There is a third thing, a product of the two previously mentioned, that COVID-19 has provoked: evidence that we were already digital, but we had not realized it.

The streets are deserted and the Net is bustling with activity. The offices are empty and the Collaborative Platforms fill the screens of the faces of colleagues, collaborators, clients and teams.

The Cloud is no longer an ethereal place where computer engineers had made us believe that data, tools and, ultimately, everything or almost everything our business needs to function was accessible, but a fluid, reliable and robust workspace. The Cloud exists. And it works

Artificial Intelligence sits down with us to work and, from the other side of the screen, displays its algorithms so that we can see that everything we imagined could be done, has been done for some time. And it works, too.

The Internet of Things (IoT) also exists, and it is no longer strange and alien, it is part of the immediate environment, of the functioning of everyday life. It’s something more friendly, more personal.

But is all this safe? Now that we’ve become aware of digitalization, we’re overwhelmed by the sense of vulnerability.

Cybersecurity was already important. It always was. The thing is, we didn’t realize how important it was either. We would finish our day at the office, set off the alarm, close the door and go home quietly. Who sets off the alarm and closes the door in the cloud?

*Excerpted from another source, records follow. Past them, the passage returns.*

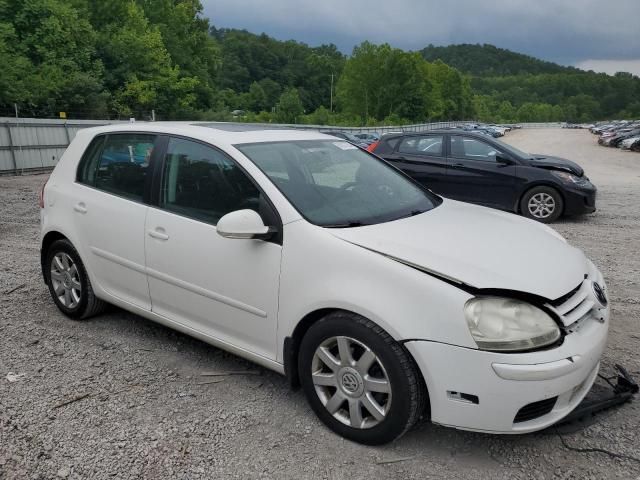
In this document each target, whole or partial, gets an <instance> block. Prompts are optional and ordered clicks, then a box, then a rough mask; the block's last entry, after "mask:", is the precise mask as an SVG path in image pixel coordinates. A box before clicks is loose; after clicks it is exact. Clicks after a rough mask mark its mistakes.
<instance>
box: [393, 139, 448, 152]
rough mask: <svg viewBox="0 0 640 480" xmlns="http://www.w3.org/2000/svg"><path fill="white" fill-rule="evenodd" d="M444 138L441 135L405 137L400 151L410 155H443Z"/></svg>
mask: <svg viewBox="0 0 640 480" xmlns="http://www.w3.org/2000/svg"><path fill="white" fill-rule="evenodd" d="M442 140H443V137H442V136H440V135H425V136H411V137H405V138H403V139H402V141H401V142H400V146H399V147H398V152H400V153H407V154H410V155H429V156H435V157H441V156H442Z"/></svg>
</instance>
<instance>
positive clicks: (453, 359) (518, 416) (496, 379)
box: [405, 309, 609, 433]
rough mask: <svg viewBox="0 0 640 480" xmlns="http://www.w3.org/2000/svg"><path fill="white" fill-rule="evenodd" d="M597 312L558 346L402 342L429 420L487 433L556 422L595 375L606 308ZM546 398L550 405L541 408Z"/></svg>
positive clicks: (521, 432)
mask: <svg viewBox="0 0 640 480" xmlns="http://www.w3.org/2000/svg"><path fill="white" fill-rule="evenodd" d="M601 313H602V314H603V320H604V323H601V322H600V321H598V319H596V318H595V317H588V318H586V319H585V320H584V321H583V322H582V324H581V325H580V328H579V329H577V330H576V331H573V332H572V333H569V334H567V335H566V336H565V337H564V341H563V343H562V345H560V346H559V347H556V348H553V349H549V350H544V351H537V352H531V353H513V354H505V353H493V352H485V351H481V350H473V349H469V348H463V347H456V346H453V345H447V344H442V343H436V342H426V341H410V342H407V343H406V344H405V346H406V347H407V348H408V350H409V352H410V353H411V354H412V355H413V357H414V359H415V360H416V362H417V364H418V366H419V368H420V370H421V371H422V374H423V376H424V379H425V382H426V384H427V388H428V390H429V399H430V403H431V420H432V421H433V422H434V423H438V424H442V425H445V426H451V427H455V428H459V429H463V430H473V431H480V432H489V433H526V432H532V431H536V430H541V429H543V428H546V427H548V426H549V425H552V424H554V423H556V422H558V421H559V420H561V419H562V418H563V417H565V416H567V415H568V414H569V413H570V412H571V411H572V410H573V409H574V408H575V407H576V406H577V405H578V404H579V403H580V402H581V401H582V399H583V398H584V396H585V395H586V394H587V392H588V391H589V390H590V388H591V386H592V385H593V382H594V381H595V379H596V377H597V374H598V369H599V361H600V356H601V355H602V352H603V350H604V348H605V344H606V341H607V330H608V321H609V318H608V317H609V311H608V309H603V310H602V311H601ZM553 398H556V400H555V402H554V401H553ZM545 400H546V402H543V401H545ZM476 402H477V403H476ZM532 404H533V405H532ZM545 404H546V405H547V406H548V409H546V410H539V408H540V405H545ZM527 409H529V410H527ZM536 409H538V410H536ZM523 412H525V415H522V413H523ZM527 412H528V413H527ZM540 412H542V414H540V415H537V413H540ZM532 413H533V414H534V415H532ZM516 417H517V418H516ZM523 419H524V420H523Z"/></svg>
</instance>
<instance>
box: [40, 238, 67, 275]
mask: <svg viewBox="0 0 640 480" xmlns="http://www.w3.org/2000/svg"><path fill="white" fill-rule="evenodd" d="M58 240H67V241H69V242H71V240H69V238H68V237H67V236H65V235H63V234H62V233H60V232H58V231H57V230H51V231H49V232H47V233H46V234H45V235H44V237H42V243H41V244H40V268H41V269H42V280H43V281H44V282H45V283H47V280H46V278H47V277H46V275H45V265H44V263H45V260H46V258H47V252H48V251H49V247H51V245H53V242H56V241H58ZM72 243H73V242H72Z"/></svg>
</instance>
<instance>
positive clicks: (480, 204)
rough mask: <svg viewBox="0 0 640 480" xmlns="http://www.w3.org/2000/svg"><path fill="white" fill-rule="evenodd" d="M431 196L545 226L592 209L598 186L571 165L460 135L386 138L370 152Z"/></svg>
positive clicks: (515, 148) (575, 166)
mask: <svg viewBox="0 0 640 480" xmlns="http://www.w3.org/2000/svg"><path fill="white" fill-rule="evenodd" d="M369 150H370V151H371V152H374V153H375V154H376V155H379V156H380V157H382V158H384V159H385V160H387V161H389V162H391V163H393V164H394V165H395V166H396V167H398V168H400V169H401V170H402V171H404V172H405V173H406V174H408V175H410V176H411V177H413V178H414V179H415V180H416V181H418V182H420V183H421V184H422V185H424V186H425V187H427V188H429V189H431V190H433V191H434V192H436V193H438V194H440V195H443V196H445V197H448V198H452V199H455V200H462V201H465V202H471V203H477V204H480V205H485V206H489V207H494V208H499V209H501V210H507V211H511V212H516V213H520V214H522V215H524V216H526V217H529V218H532V219H534V220H538V221H541V222H545V223H550V222H553V221H555V220H556V219H558V218H559V217H560V216H561V215H563V214H564V215H576V214H581V213H591V212H594V211H595V210H596V187H595V186H594V185H593V184H592V183H591V182H590V181H589V179H588V178H587V177H586V176H585V174H584V171H583V169H582V168H581V167H580V166H579V165H577V164H576V163H574V162H571V161H569V160H565V159H561V158H557V157H551V156H548V155H540V154H533V155H532V154H529V153H526V152H522V151H520V150H518V149H516V148H515V147H512V146H510V145H507V144H506V143H503V142H501V141H499V140H497V139H493V138H489V137H487V136H482V135H479V134H477V133H473V132H461V131H459V130H449V131H438V132H423V133H411V134H408V133H407V134H399V135H385V136H383V137H382V139H381V140H380V142H378V143H377V144H374V145H372V146H371V147H369Z"/></svg>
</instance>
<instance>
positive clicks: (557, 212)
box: [520, 186, 564, 223]
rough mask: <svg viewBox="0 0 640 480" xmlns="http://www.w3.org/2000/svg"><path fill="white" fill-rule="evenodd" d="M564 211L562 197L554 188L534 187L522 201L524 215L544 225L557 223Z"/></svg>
mask: <svg viewBox="0 0 640 480" xmlns="http://www.w3.org/2000/svg"><path fill="white" fill-rule="evenodd" d="M563 209H564V202H563V200H562V196H561V195H560V193H559V192H558V191H557V190H556V189H555V188H552V187H546V186H540V187H533V188H532V189H531V190H529V191H527V192H526V193H525V194H524V195H523V196H522V200H520V211H521V212H522V215H524V216H525V217H527V218H531V219H533V220H537V221H538V222H542V223H552V222H555V221H556V220H557V219H558V218H559V217H560V215H562V211H563Z"/></svg>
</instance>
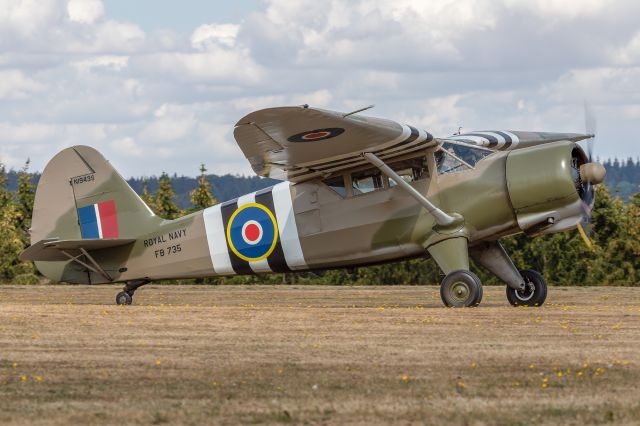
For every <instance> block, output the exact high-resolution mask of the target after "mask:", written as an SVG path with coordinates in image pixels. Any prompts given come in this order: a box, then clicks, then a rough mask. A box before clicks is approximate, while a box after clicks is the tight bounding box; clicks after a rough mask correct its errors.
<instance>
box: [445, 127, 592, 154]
mask: <svg viewBox="0 0 640 426" xmlns="http://www.w3.org/2000/svg"><path fill="white" fill-rule="evenodd" d="M590 137H592V135H583V134H580V133H547V132H521V131H507V130H483V131H477V132H469V133H462V134H459V135H453V136H449V137H447V138H443V139H441V140H442V141H443V142H454V143H456V142H461V143H465V144H469V145H474V146H479V147H482V148H489V149H491V150H496V151H509V150H514V149H519V148H528V147H531V146H536V145H542V144H546V143H553V142H560V141H572V142H579V141H581V140H585V139H589V138H590Z"/></svg>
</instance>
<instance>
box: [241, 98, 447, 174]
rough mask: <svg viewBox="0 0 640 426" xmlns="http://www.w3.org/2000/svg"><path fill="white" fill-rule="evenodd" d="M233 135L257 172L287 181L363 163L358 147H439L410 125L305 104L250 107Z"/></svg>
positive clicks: (425, 147)
mask: <svg viewBox="0 0 640 426" xmlns="http://www.w3.org/2000/svg"><path fill="white" fill-rule="evenodd" d="M234 136H235V139H236V141H237V142H238V145H239V146H240V149H242V152H243V153H244V155H245V157H247V159H248V160H249V162H250V163H251V167H252V168H253V170H254V171H255V172H256V173H257V174H258V175H260V176H268V177H271V178H275V179H283V180H290V181H292V182H301V181H304V180H308V179H312V178H315V177H323V176H328V175H330V174H332V173H335V172H338V171H340V170H344V169H348V168H352V167H357V166H360V165H364V164H367V160H366V159H365V158H364V157H363V156H362V154H363V153H364V152H372V153H374V154H375V155H376V156H378V157H379V158H381V159H390V158H393V157H396V156H399V155H403V154H406V153H409V152H413V151H417V150H421V149H426V148H437V147H438V146H439V141H438V140H437V139H435V138H434V137H433V135H431V134H430V133H429V132H426V131H424V130H419V129H417V128H415V127H412V126H408V125H405V124H399V123H396V122H395V121H391V120H385V119H381V118H373V117H365V116H360V115H349V116H345V114H343V113H339V112H335V111H327V110H322V109H316V108H308V107H306V106H300V107H279V108H268V109H263V110H260V111H256V112H252V113H250V114H248V115H247V116H245V117H243V118H242V119H240V121H238V123H237V124H236V127H235V130H234Z"/></svg>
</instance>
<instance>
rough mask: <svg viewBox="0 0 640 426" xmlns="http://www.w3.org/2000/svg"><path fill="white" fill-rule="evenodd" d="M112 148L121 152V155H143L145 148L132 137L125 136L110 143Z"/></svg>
mask: <svg viewBox="0 0 640 426" xmlns="http://www.w3.org/2000/svg"><path fill="white" fill-rule="evenodd" d="M109 145H110V147H111V149H113V150H114V151H116V152H119V153H120V155H126V156H130V157H138V158H139V157H142V156H144V150H143V149H142V148H140V147H139V146H138V145H137V144H136V141H134V140H133V138H131V137H124V138H119V139H115V140H114V141H112V142H111V143H110V144H109Z"/></svg>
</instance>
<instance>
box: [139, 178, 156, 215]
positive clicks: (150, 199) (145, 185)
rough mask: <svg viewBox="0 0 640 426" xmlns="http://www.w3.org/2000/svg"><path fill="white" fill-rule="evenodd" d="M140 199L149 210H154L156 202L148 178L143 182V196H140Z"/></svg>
mask: <svg viewBox="0 0 640 426" xmlns="http://www.w3.org/2000/svg"><path fill="white" fill-rule="evenodd" d="M140 198H142V201H144V202H145V204H146V205H147V206H149V208H151V210H154V208H155V200H154V198H153V195H151V194H150V193H149V179H147V178H144V179H143V180H142V194H140ZM154 211H155V210H154Z"/></svg>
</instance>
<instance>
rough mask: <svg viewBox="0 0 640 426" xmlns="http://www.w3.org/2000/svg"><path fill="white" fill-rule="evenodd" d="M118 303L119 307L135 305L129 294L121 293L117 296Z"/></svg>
mask: <svg viewBox="0 0 640 426" xmlns="http://www.w3.org/2000/svg"><path fill="white" fill-rule="evenodd" d="M116 303H117V304H118V305H130V304H131V303H133V297H131V294H129V292H127V291H121V292H120V293H118V295H117V296H116Z"/></svg>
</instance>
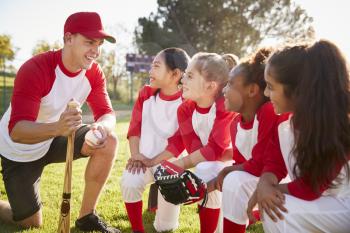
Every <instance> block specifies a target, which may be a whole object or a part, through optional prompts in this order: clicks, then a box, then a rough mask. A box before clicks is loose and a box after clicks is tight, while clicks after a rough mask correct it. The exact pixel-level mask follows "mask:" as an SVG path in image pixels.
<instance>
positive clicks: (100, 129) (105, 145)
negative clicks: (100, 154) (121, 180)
mask: <svg viewBox="0 0 350 233" xmlns="http://www.w3.org/2000/svg"><path fill="white" fill-rule="evenodd" d="M90 130H92V131H94V130H98V131H99V132H100V133H101V137H98V138H99V139H98V141H97V143H96V144H95V145H89V147H90V148H91V149H94V150H95V149H100V148H104V147H105V146H106V143H107V137H108V134H109V131H108V129H106V128H105V127H104V126H103V125H102V124H99V123H93V124H91V125H90Z"/></svg>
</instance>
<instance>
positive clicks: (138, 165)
mask: <svg viewBox="0 0 350 233" xmlns="http://www.w3.org/2000/svg"><path fill="white" fill-rule="evenodd" d="M188 61H189V57H188V55H187V53H186V52H185V51H184V50H182V49H179V48H168V49H164V50H162V51H161V52H159V53H158V55H157V56H156V57H155V58H154V61H153V63H152V67H151V70H150V72H149V74H150V86H145V87H144V88H143V89H142V90H141V91H140V93H139V97H138V99H137V101H136V103H135V106H134V109H133V113H132V118H131V122H130V126H129V131H128V139H129V146H130V154H131V159H130V160H129V162H128V164H127V169H126V170H125V171H124V173H123V176H122V179H121V190H122V196H123V199H124V201H125V206H126V210H127V213H128V217H129V220H130V223H131V228H132V230H133V231H134V232H144V227H143V223H142V194H143V192H144V190H145V187H146V185H147V184H149V183H151V182H154V178H153V173H154V168H152V167H150V168H146V166H145V164H142V162H141V161H140V158H144V157H147V158H153V157H155V156H157V155H158V154H160V153H161V154H162V152H163V154H171V155H172V156H175V157H176V156H178V155H179V154H180V153H181V152H182V151H183V149H184V148H183V144H182V140H181V137H180V136H179V133H177V131H178V120H177V115H176V112H177V109H178V107H179V105H180V104H181V103H182V97H181V92H180V91H179V90H178V83H179V81H180V79H181V78H182V75H183V73H184V71H185V69H186V67H187V64H188ZM164 151H165V152H164ZM155 165H156V164H155ZM141 170H142V172H140V171H141ZM178 216H179V206H175V205H172V204H170V203H168V202H166V201H165V200H164V199H163V197H162V195H158V209H157V212H156V218H155V222H154V227H155V229H156V230H157V231H165V230H173V229H176V228H177V227H178V224H179V223H178Z"/></svg>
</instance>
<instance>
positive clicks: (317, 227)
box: [263, 117, 350, 233]
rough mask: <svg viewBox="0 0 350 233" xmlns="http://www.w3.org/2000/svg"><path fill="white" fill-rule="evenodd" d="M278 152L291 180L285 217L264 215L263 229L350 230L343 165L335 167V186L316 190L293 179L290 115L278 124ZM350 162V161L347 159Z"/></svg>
mask: <svg viewBox="0 0 350 233" xmlns="http://www.w3.org/2000/svg"><path fill="white" fill-rule="evenodd" d="M278 136H279V140H280V146H281V151H282V155H283V159H284V162H285V164H286V167H287V170H288V174H289V176H290V177H291V180H292V181H291V182H289V183H288V191H289V193H290V195H285V196H286V199H285V204H284V206H285V207H286V209H287V210H288V213H284V212H282V213H283V215H284V220H278V222H277V223H276V222H273V221H272V220H271V219H270V218H269V217H268V216H266V217H265V221H264V222H263V227H264V230H265V231H266V232H288V233H294V232H338V233H341V232H344V233H345V232H349V229H350V184H349V181H348V180H347V179H346V178H345V177H346V176H345V175H346V173H345V168H344V167H341V166H339V167H338V168H336V169H335V174H334V177H337V178H343V179H341V180H338V181H337V180H335V183H336V184H337V185H338V186H336V187H335V188H330V186H329V183H327V184H324V185H322V186H321V188H320V192H318V193H315V192H314V191H312V189H311V187H310V186H309V185H308V184H307V182H305V180H304V179H303V178H295V176H294V174H293V167H294V164H295V158H294V156H293V154H292V153H293V152H292V148H293V145H294V133H293V129H292V126H291V117H290V118H288V119H284V121H281V122H280V123H279V125H278ZM349 163H350V162H349Z"/></svg>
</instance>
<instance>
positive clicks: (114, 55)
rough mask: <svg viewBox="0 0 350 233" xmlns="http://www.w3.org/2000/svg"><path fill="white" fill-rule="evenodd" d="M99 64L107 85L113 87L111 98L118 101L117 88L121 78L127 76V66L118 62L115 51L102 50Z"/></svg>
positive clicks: (103, 49) (99, 60) (100, 54)
mask: <svg viewBox="0 0 350 233" xmlns="http://www.w3.org/2000/svg"><path fill="white" fill-rule="evenodd" d="M97 62H98V63H99V64H100V66H101V68H102V70H103V73H104V75H105V77H106V79H107V83H109V84H111V85H112V93H111V98H113V99H118V98H119V95H118V91H117V86H118V82H119V80H120V78H121V77H122V76H125V75H126V70H125V66H124V65H122V64H120V63H119V62H117V61H116V54H115V50H111V51H109V52H106V51H105V50H104V49H101V53H100V56H99V57H98V59H97Z"/></svg>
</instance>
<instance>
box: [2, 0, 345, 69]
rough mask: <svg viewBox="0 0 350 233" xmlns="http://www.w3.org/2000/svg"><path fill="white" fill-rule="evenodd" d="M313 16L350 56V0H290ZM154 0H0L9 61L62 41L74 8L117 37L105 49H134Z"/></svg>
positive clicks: (314, 24) (328, 35)
mask: <svg viewBox="0 0 350 233" xmlns="http://www.w3.org/2000/svg"><path fill="white" fill-rule="evenodd" d="M294 2H296V3H297V4H299V5H300V6H301V7H302V8H304V9H306V11H307V13H308V15H309V16H311V17H313V19H314V23H313V26H314V28H315V31H316V37H317V38H318V39H319V38H325V39H328V40H331V41H333V42H335V43H336V44H337V45H338V46H339V48H340V49H341V50H342V52H343V53H344V54H345V56H346V57H347V58H348V59H350V30H349V26H348V24H349V23H350V13H349V12H348V11H349V9H350V1H348V0H332V1H329V0H317V1H312V0H294ZM156 10H157V0H59V1H57V0H1V1H0V34H8V35H10V36H11V38H12V44H13V45H14V46H15V47H16V48H18V49H19V50H18V52H17V54H16V59H15V61H14V62H13V63H12V64H13V65H14V66H15V67H17V68H18V67H19V66H20V65H21V64H22V63H23V62H24V61H25V60H27V59H29V58H30V57H31V53H32V49H33V48H34V46H35V45H36V43H37V42H38V41H39V40H46V41H48V42H50V43H54V42H55V41H60V42H61V41H62V34H63V25H64V22H65V19H66V18H67V17H68V16H69V15H70V14H72V13H74V12H77V11H96V12H98V13H99V14H100V16H101V18H102V22H103V24H104V26H105V29H106V31H108V32H110V33H111V34H113V35H115V36H116V37H117V40H118V42H117V45H111V44H108V43H105V44H106V45H103V46H104V47H105V48H106V49H107V50H109V49H117V53H118V50H120V51H121V50H123V51H124V54H125V52H135V48H134V47H133V46H132V35H133V31H134V28H135V26H136V25H137V20H138V18H139V17H147V16H149V14H150V13H151V12H156Z"/></svg>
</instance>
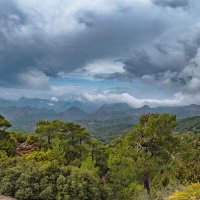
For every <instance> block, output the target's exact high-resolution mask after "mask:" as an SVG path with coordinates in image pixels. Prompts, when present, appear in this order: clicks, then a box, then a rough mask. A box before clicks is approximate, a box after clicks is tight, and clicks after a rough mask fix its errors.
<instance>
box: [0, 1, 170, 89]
mask: <svg viewBox="0 0 200 200" xmlns="http://www.w3.org/2000/svg"><path fill="white" fill-rule="evenodd" d="M4 2H5V1H0V8H1V9H2V10H4V13H5V14H4V17H2V16H0V17H2V18H3V23H2V24H1V30H0V42H1V44H3V45H2V46H1V48H0V69H1V71H0V76H1V81H0V84H1V85H4V86H8V87H9V86H10V85H15V86H17V85H20V83H19V82H18V79H17V78H16V77H18V76H19V75H20V74H21V73H23V72H24V71H26V70H29V69H31V70H32V69H35V70H39V71H41V72H44V73H45V74H46V75H47V76H57V74H58V72H70V71H73V70H75V69H77V68H82V67H84V66H85V65H86V64H87V63H89V62H91V61H93V60H95V59H100V58H110V57H111V58H112V57H114V58H118V57H121V56H123V57H125V56H128V55H130V54H131V51H132V49H134V48H136V47H137V46H138V45H142V44H145V43H146V42H147V43H148V42H149V41H151V40H152V39H153V38H156V37H157V36H158V35H160V34H161V33H163V32H164V31H165V30H166V28H167V23H165V17H160V19H159V20H158V19H157V16H158V15H159V11H158V12H154V11H153V10H152V8H149V7H144V8H141V7H137V6H136V7H134V8H130V9H128V10H127V12H122V11H121V10H117V11H111V12H110V13H106V14H105V15H101V14H99V13H95V11H94V12H93V11H88V10H82V11H80V12H79V13H74V16H71V17H72V18H73V20H75V21H76V22H77V23H78V24H79V26H82V25H83V28H82V29H81V31H79V30H76V29H75V30H74V31H72V32H69V33H68V32H65V31H64V32H61V33H58V34H57V35H54V34H53V33H51V32H48V31H47V30H45V26H46V24H43V26H44V29H42V28H41V26H39V25H37V23H39V22H37V20H38V19H35V20H36V21H34V18H33V16H29V14H28V13H26V11H25V10H23V9H22V8H21V9H20V7H19V5H18V4H17V3H16V2H17V1H9V3H4ZM143 9H145V10H143ZM141 11H142V12H141ZM143 12H146V15H145V16H144V15H143ZM47 14H48V13H47ZM11 16H18V17H17V18H16V19H15V18H14V19H12V18H11ZM10 20H11V21H12V23H10ZM42 20H43V19H41V22H42ZM5 24H11V27H10V28H8V27H7V28H6V26H7V25H6V26H5ZM47 25H48V26H50V27H51V24H47ZM9 26H10V25H9ZM5 28H6V32H5V31H4V29H5ZM52 31H53V30H52ZM147 32H148V35H147V34H146V33H147ZM6 74H9V76H6ZM20 87H21V86H20Z"/></svg>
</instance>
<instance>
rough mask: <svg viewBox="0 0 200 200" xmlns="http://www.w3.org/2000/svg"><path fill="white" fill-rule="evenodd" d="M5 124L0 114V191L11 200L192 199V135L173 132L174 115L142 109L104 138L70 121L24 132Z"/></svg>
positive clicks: (196, 174)
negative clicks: (126, 121) (174, 192)
mask: <svg viewBox="0 0 200 200" xmlns="http://www.w3.org/2000/svg"><path fill="white" fill-rule="evenodd" d="M10 126H11V124H10V122H9V121H7V120H6V119H5V118H4V117H3V116H0V194H4V195H9V196H12V197H15V198H16V199H18V200H54V199H55V200H118V199H119V200H148V199H151V200H154V199H155V200H156V199H158V200H159V199H161V200H162V199H169V200H170V199H171V200H176V199H177V200H178V199H182V200H188V199H195V198H196V199H198V198H199V195H200V186H199V184H198V183H199V181H200V167H199V161H200V155H199V151H200V135H199V134H193V133H190V134H188V133H180V132H174V129H175V127H176V116H174V115H169V114H147V115H142V116H141V117H140V119H139V122H138V124H136V125H135V126H134V127H133V128H132V130H131V131H130V132H129V133H128V134H127V135H125V136H124V137H119V138H116V139H114V140H112V141H110V142H109V143H104V142H101V141H99V140H97V139H95V138H92V137H90V135H89V134H88V132H87V130H86V129H84V128H83V127H81V126H80V125H78V124H74V123H70V122H62V121H58V120H54V121H44V120H42V121H39V122H38V123H37V127H36V130H35V133H34V134H27V135H26V134H20V133H13V132H9V131H7V129H8V128H9V127H10ZM177 190H178V191H179V192H175V191H177ZM174 192H175V193H174ZM181 195H182V196H181Z"/></svg>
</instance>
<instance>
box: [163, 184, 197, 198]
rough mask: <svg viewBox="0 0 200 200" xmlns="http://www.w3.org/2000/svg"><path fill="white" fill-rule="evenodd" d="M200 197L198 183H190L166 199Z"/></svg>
mask: <svg viewBox="0 0 200 200" xmlns="http://www.w3.org/2000/svg"><path fill="white" fill-rule="evenodd" d="M198 199H200V184H199V183H196V184H192V185H189V186H187V187H185V188H184V189H183V190H181V191H176V192H175V193H174V194H172V195H170V196H169V197H168V198H167V199H166V200H198Z"/></svg>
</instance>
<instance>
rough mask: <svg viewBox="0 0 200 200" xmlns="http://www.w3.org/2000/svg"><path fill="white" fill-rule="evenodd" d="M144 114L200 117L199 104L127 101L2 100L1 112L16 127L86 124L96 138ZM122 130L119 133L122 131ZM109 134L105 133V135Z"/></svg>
mask: <svg viewBox="0 0 200 200" xmlns="http://www.w3.org/2000/svg"><path fill="white" fill-rule="evenodd" d="M143 113H170V114H176V115H177V118H178V119H183V118H186V117H193V116H200V105H194V104H193V105H188V106H182V107H156V108H150V107H149V106H147V105H145V106H143V107H141V108H133V107H131V106H129V105H128V104H125V103H114V104H103V105H99V104H96V103H89V102H86V103H83V102H79V101H71V102H67V101H51V100H44V99H27V98H24V97H23V98H20V99H19V100H5V99H0V114H1V115H4V116H5V117H6V118H7V119H8V120H10V121H11V123H12V125H13V126H12V129H13V130H20V131H34V129H35V124H36V123H37V121H39V120H41V119H45V120H53V119H59V120H63V121H72V122H77V123H80V124H81V125H82V126H84V127H86V128H87V129H88V130H89V131H90V133H91V134H92V135H94V136H96V137H99V138H103V139H107V138H110V137H111V138H112V135H113V136H114V135H119V134H121V133H123V132H126V131H128V130H129V129H130V128H131V127H132V126H133V124H135V123H136V122H137V120H138V118H139V116H140V115H141V114H143ZM119 130H120V132H119ZM107 133H108V134H109V135H106V134H107Z"/></svg>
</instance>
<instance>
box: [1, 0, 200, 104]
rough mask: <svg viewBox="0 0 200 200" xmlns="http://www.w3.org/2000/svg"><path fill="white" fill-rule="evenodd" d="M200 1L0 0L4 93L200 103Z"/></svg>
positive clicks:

We have been digital for a long time and it has not become evident to us until now. We are capable of squeezing technological resources normally and efficiently and we did not think we were capable of it until now. Our learning and adaptation skills are very high and we had not tested them until now. We have good tools to build a digitally humane future and we have not used them properly until now.

It has had to be a tiny enemy, with a non-epic name, who has made us understand that digital was never a threat, it has always been an opportunity. We have suffered what we could have enjoyed. The time to stop is now.

The Digital Transformation today has a very different perspective than the one we had just three weeks ago. But will today’s perspective be sustainable in time when normality returns? Because normality will return. It will be very different, but it will come back. Will we seize the momentum or will we return to inertia?

Will we be able to see, understand and seize the opportunity that comes with this crisis?